This is an old revision of the document!
How to Compile CP2K with CUDA Support
Currently three major operations in CP2K support CUDA-acceleration:
- Anything that uses
dbcsr_multiply
, i.e. sparse matrix multiplication, when compiled with-D__ACC -D__DBCSR_ACC
. This benefits in particular the linear scaling DFT code. See also the DBCSR project. - FFTs, when compiled with
-D__PW_CUDA
. - If linked against an accelerated scalapack/blas library (in particular pdgemm/pdsyrk/dgemm) that executes these calls on the GPU. The impact of this is most visible for MP2 and RPA calculations. On the hybrid Cray XC30 linking against libsci_acc makes this happen.

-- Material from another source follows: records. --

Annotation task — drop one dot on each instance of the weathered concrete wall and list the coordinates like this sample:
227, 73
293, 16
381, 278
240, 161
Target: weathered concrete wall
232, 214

To enable all CUDA acceleration options the following lines have to be added to the ARCH-file:
NVCC = /path_to_cuda/bin/nvcc DFLAGS += -D__ACC -D__DBCSR_ACC -D__PW_CUDA LIBS += -lcudart -lcublas -lcufft -lrt
As a prerequisite the Nvidia CUDA Toolkit has to be installed.
Libcusmm
The acceleration of DBCSR is performed by libcusmm. This library provides a number of kernels. Each of these kernels can multiply blocks of specific blocksizes. The blocksizes of a simulation are determined by the employed basis-set. By default libcusmm is complied with about 200 common kernels. However, if an exotic basis set is used the particular blocksizes might be missing. This can be seen from the DBCSR Statistics, which is printed at the end of every CP2K-run.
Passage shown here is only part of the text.